Кто это первый сказал, неведомо, но в общем так оно и было, соответствовало настроениям. Землю эту, а верней, покрывавшие ее снега, он увидел на том берегу, придя в сознание, когда раненых перегружали с саней на машину. Снега были необъятные, белые, исполосованные грязными плетями дорог. А рана была пулевая, сквозная, в бок, почти туда же, что и первая, в начале войны, под Бобруйском, и опять нетяжелая, но с большой потерей крови. Немцы были уже третью неделю окружены в Сталинграде, казалось, близок конец, и хотелось довоевать до него, командуя своим батальоном. Хотелось, но не пришлось.

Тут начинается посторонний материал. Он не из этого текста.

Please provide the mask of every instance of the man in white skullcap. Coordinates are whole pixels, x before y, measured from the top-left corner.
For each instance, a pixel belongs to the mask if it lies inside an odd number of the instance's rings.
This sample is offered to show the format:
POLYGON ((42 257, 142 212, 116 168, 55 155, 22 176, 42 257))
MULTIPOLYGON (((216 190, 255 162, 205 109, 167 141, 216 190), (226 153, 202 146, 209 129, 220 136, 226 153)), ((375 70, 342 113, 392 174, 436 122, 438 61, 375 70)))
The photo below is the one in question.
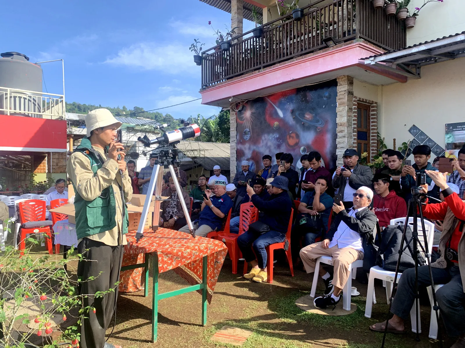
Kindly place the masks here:
POLYGON ((80 327, 82 348, 115 348, 105 342, 105 332, 114 311, 125 234, 129 224, 126 202, 132 197, 131 178, 124 161, 124 147, 116 140, 121 127, 106 109, 86 116, 87 137, 69 156, 66 171, 75 193, 77 276, 86 314, 80 327), (92 277, 92 278, 91 278, 92 277), (107 291, 94 297, 97 292, 107 291))
POLYGON ((216 165, 213 167, 213 173, 214 175, 212 175, 208 179, 208 187, 213 189, 215 186, 215 182, 217 180, 223 180, 226 181, 227 184, 228 180, 224 175, 221 174, 221 168, 219 166, 216 165))
POLYGON ((368 208, 373 199, 373 191, 362 186, 352 195, 353 206, 348 212, 342 202, 333 204, 332 210, 336 215, 325 239, 300 250, 300 258, 307 273, 318 271, 326 286, 323 296, 313 301, 317 308, 335 308, 349 277, 349 265, 357 260, 363 260, 364 247, 374 242, 376 215, 368 208), (316 260, 320 256, 331 257, 334 267, 333 276, 321 266, 319 270, 315 269, 316 260))
POLYGON ((250 185, 257 174, 249 171, 249 163, 248 161, 243 161, 241 163, 241 170, 236 173, 232 183, 237 187, 237 194, 245 197, 247 194, 247 184, 250 185))

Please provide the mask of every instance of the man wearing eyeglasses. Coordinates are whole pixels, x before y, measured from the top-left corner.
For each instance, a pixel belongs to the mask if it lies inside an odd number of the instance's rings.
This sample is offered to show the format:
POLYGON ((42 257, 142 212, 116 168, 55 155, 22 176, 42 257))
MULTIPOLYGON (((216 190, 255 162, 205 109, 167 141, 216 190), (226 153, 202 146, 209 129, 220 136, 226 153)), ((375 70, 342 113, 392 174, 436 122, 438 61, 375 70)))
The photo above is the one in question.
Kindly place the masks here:
POLYGON ((300 258, 307 273, 317 271, 315 266, 320 256, 331 256, 332 259, 333 276, 321 265, 318 270, 326 288, 323 296, 313 301, 317 308, 336 307, 349 277, 349 265, 357 260, 363 260, 364 248, 374 241, 376 215, 367 208, 373 199, 373 191, 362 186, 352 196, 353 206, 348 212, 345 211, 342 202, 333 205, 336 216, 326 239, 300 250, 300 258))

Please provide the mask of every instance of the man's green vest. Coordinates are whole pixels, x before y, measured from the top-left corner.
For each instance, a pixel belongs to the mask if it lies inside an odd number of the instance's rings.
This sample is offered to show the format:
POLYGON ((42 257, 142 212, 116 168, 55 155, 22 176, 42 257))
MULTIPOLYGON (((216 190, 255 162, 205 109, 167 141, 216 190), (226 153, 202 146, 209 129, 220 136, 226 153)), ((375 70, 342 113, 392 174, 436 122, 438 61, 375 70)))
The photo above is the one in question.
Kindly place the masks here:
MULTIPOLYGON (((92 148, 90 141, 83 138, 75 152, 83 154, 90 161, 94 176, 103 163, 95 151, 92 148)), ((102 191, 101 194, 93 200, 86 200, 79 194, 74 183, 74 208, 76 210, 76 233, 78 239, 109 231, 116 226, 116 202, 113 187, 110 185, 102 191)), ((125 218, 123 220, 123 234, 127 233, 129 218, 127 206, 124 203, 125 218)))

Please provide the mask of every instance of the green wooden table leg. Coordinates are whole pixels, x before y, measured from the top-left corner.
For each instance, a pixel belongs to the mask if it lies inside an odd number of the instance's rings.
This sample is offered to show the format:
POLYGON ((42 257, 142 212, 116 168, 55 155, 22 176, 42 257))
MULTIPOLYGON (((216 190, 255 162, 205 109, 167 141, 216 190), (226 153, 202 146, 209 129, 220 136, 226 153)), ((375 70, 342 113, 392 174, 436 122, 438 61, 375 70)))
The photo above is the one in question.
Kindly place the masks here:
POLYGON ((158 255, 153 253, 153 287, 152 300, 152 342, 157 342, 158 335, 158 255))
POLYGON ((202 325, 203 326, 206 325, 207 280, 208 278, 207 271, 207 259, 208 257, 207 256, 204 256, 202 262, 202 266, 203 267, 202 271, 202 283, 203 285, 203 288, 202 289, 202 325))
POLYGON ((145 268, 144 268, 144 271, 145 271, 146 274, 146 281, 145 285, 144 287, 145 289, 144 290, 144 297, 146 297, 148 296, 148 264, 150 261, 149 257, 150 256, 150 254, 145 254, 145 268))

Все семь месяцев, с самого начала, он воевал не только в одной дивизии, но и в одном батальоне, пройдя в нем все мыслимые офицерские должности: командовал взводом, ротой, замещал командира батальона, снова командовал ротой, был и адъютантом, и начальником штаба, и опять замещал убитого комбата, пока не прибыл новый. И наконец, за два месяца до своего ранения заменил и этого нового, тоже убитого, став пятым по счету комбатом, если считать с майских боев.
Любили его в батальоне? Во всяком случае, не дожидаясь приказа, сами вытащили, раненного, из-под огня. А это сильней слов. И его благодарность к людям была частью тоски по своему батальону.
Самое главное в его судьбе на войне решилось еще в сорок первом, в ту октябрьскую ночь последнего свидания с женой, когда он сказал ей, что пойдет воевать кем угодно и несмотря ни на что. И, сказав, сделал.
А дальше перед ним уже лежала простая и страшная солдатская стезя: идти и убивать немцев до тех пор, пока тебя самого не убьют или не ранят.
И он пошел по этой стезе. Он не забыл, что начинал войну журналистом, политруком, человеком с партийным билетом в кармане гимнастерки. Он не забыл и того, что не рвал и не жег этого билета и что когда люди не верили ему, то совершали над ним несправедливость, с которой у него хватало сил не мириться. Он выбыл из строя и лег на операционный стол в декабре под Москвой – через неделю после того, как увезли в госпиталь Малинина; лег, так и не узнав, что, останься он еще хотя бы месяц в строю, в той же части, эта несправедливость рухнула бы так же внезапно, как возникла. У него были вспышки гнева против этой несправедливости, но он, не дожидаясь справедливости, воевал кем пришлось, и это не дало ему ожесточиться. Каждый день рядом с ним умирали хорошие люди, нисколько не меньше его надеявшиеся жить, умирали, и это само по себе было такой чудовищной несправедливостью, что, глядя на них, не находил сил думать о себе. Или хватало совести не думать. И то и другое, когда как.
Но в госпитале, слава богу, выздоравливают чаще, чем умирают, и жизнь, бравшая свое, напоминала обо всем, что в ней было, в том числе и об обидах.